I have wondered why the absence of familiar people is so disconcerting, but so it is. My resentments nag each morning, as the sounds of the replacements annoy like a sesame seed in my teeth. Grimly, I am trying to adjust, and tell myself that it doesn’t really matter. But it does. The depth of the impact of such changes hit me on Sunday, when Susan Stamberg, a long-time National Public Radio host, took the microphone again for NPR’s “Sunday Weekend Edition” – a show she inaugurated decades ago.

Her style, her stride, her ease – I didn’t realize how much I had missed her until her voice filled my home. I delightedly welcomed her back, and enjoyed her vibrant intelligence.

Sometimes, the voice is silenced forever. Cory Monteith’s affable persona as Finn Hudson on “Glee” was so convincing that many of us identified with his evolution from awkward adolescent to confident post-high school vocal coach, even knowing he was too old for the part. His on- and off-screen romance with Lea Michele only added to our imagined version of his life. And so his death, at age 31, on July 13, stunned us. The bizarre eternity of his voice on playable episodes of “Glee” makes it even stranger to realize he will exist now only in his past. We can continue to include him, when we choose, in our present and future.

Loss of loved ones whose voices were not captured means we have to broker our own deals with their sounds. Hearing a word mispronounced the way my husband spoke it brings him suddenly back, nearly five years after his death. A Yiddish phrase conjures up my grandmother, whose stroke in 1971 took her voice away. My father’s conversational style was transformed by Alzheimer’s, and it is only in my dreams that he sounds like himself. The lives we had with our lost family members intersect our present through memory, with silent arrows back to times we shared. At times, as a gift, we hear their voices in our heads.

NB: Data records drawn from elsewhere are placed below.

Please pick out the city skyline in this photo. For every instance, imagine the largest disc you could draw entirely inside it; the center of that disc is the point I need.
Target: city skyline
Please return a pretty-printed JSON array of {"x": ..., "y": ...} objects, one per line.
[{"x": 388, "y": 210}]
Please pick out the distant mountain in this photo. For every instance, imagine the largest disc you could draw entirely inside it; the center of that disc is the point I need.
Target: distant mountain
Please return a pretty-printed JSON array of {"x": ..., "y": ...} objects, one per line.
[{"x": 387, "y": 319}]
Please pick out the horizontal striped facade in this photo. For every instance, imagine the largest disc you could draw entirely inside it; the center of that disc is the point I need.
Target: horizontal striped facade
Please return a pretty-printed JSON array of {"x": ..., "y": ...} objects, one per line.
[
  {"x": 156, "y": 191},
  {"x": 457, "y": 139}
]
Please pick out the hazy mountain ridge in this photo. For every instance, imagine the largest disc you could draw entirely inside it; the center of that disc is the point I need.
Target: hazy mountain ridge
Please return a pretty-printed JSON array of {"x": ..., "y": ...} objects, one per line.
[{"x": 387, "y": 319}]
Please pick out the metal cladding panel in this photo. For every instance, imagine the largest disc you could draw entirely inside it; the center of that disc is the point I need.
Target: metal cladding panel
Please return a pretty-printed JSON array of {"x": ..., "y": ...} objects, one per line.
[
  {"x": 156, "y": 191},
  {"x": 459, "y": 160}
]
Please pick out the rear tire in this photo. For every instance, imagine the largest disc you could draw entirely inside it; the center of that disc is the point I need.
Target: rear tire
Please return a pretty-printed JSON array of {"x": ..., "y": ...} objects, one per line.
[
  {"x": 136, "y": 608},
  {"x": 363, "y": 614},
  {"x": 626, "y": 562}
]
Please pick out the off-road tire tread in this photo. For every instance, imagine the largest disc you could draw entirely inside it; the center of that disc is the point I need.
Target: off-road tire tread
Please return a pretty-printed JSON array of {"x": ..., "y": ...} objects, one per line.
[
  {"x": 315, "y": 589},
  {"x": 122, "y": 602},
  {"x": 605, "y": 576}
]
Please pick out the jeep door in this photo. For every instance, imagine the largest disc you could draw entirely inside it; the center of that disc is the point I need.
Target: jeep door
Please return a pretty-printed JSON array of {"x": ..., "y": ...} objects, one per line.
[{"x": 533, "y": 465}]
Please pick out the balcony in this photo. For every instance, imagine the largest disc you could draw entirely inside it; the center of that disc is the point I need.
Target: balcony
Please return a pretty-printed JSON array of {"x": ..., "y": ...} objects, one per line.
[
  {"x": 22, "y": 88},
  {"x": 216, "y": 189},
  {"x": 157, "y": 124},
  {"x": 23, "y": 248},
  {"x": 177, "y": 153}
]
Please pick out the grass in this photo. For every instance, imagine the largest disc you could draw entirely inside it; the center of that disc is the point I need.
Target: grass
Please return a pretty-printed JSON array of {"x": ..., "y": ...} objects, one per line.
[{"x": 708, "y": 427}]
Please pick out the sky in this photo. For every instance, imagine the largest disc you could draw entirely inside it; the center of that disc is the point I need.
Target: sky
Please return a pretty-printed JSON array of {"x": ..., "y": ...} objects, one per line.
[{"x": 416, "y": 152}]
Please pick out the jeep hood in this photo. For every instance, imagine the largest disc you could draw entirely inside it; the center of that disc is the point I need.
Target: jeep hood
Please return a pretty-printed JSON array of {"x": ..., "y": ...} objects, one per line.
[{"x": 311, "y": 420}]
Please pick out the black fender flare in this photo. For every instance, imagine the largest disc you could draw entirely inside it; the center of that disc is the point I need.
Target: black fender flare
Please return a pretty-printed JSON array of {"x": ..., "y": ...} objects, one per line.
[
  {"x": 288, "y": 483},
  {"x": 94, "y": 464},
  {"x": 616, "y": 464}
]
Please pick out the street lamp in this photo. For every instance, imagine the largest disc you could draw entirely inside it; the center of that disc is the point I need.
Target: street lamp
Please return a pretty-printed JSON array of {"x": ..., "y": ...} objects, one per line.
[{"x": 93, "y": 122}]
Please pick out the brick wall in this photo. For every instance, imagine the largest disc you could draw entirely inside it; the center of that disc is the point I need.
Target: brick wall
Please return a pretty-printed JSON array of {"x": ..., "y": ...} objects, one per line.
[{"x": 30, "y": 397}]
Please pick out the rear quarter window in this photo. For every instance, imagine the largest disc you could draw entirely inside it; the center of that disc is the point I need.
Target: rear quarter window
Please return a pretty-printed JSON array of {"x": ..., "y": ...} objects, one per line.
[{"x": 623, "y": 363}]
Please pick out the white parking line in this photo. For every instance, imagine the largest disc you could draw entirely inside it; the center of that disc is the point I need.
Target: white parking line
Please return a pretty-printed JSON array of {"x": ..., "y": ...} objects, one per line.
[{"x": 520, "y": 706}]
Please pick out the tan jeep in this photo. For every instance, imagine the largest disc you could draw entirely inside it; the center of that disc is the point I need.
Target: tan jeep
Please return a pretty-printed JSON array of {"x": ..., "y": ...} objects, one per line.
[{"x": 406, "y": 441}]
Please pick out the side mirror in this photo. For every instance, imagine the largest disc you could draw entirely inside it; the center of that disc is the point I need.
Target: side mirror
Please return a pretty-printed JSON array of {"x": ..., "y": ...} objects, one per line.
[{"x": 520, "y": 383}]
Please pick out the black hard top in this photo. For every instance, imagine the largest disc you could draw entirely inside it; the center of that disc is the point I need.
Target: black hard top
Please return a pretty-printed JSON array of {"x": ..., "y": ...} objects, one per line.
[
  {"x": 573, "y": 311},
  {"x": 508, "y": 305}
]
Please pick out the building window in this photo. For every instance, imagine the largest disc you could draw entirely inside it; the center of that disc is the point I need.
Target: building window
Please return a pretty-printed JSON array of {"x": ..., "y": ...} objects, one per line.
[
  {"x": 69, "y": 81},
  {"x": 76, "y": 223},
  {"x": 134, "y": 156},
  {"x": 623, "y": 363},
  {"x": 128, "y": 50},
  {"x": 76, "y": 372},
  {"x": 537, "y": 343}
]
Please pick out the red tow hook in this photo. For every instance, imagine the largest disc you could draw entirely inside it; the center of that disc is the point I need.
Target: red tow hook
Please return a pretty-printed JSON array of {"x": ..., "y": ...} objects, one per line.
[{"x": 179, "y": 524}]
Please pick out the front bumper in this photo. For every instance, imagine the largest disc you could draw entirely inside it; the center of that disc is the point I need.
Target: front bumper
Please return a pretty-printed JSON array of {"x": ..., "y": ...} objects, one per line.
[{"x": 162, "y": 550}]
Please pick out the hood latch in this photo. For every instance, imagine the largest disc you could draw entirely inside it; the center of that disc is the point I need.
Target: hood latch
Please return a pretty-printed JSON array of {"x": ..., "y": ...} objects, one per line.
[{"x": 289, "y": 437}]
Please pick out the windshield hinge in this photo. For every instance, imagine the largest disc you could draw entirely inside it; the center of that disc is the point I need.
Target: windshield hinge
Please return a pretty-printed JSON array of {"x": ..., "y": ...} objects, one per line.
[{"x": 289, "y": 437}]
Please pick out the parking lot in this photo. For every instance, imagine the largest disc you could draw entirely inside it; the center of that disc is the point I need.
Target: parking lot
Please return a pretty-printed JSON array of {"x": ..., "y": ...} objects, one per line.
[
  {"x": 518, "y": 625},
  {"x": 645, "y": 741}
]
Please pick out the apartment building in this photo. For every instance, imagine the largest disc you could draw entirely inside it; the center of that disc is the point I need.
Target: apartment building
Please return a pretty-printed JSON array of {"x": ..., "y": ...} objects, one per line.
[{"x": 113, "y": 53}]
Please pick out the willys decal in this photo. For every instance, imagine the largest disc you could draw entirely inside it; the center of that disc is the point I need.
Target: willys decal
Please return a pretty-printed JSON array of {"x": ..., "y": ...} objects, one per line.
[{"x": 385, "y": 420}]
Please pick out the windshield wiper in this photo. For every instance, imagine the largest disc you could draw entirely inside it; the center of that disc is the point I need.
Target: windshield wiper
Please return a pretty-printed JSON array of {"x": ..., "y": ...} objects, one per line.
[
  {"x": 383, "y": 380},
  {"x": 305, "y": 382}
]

Like any vulnerability, connections to others (loved ones, radio or television personalities) leave us open to loss. “Getting accustomed” means that when changes occur, we are bereft. And even though the change may only be the sound of a voice on the radio, we wobble through until the new becomes the familiar. It seems, after a while, like nothing is missing. Only at unexpected moments, when a reminder bursts in, do we realize how sweet the recollections are, and how mysteriously powerful the absence remains.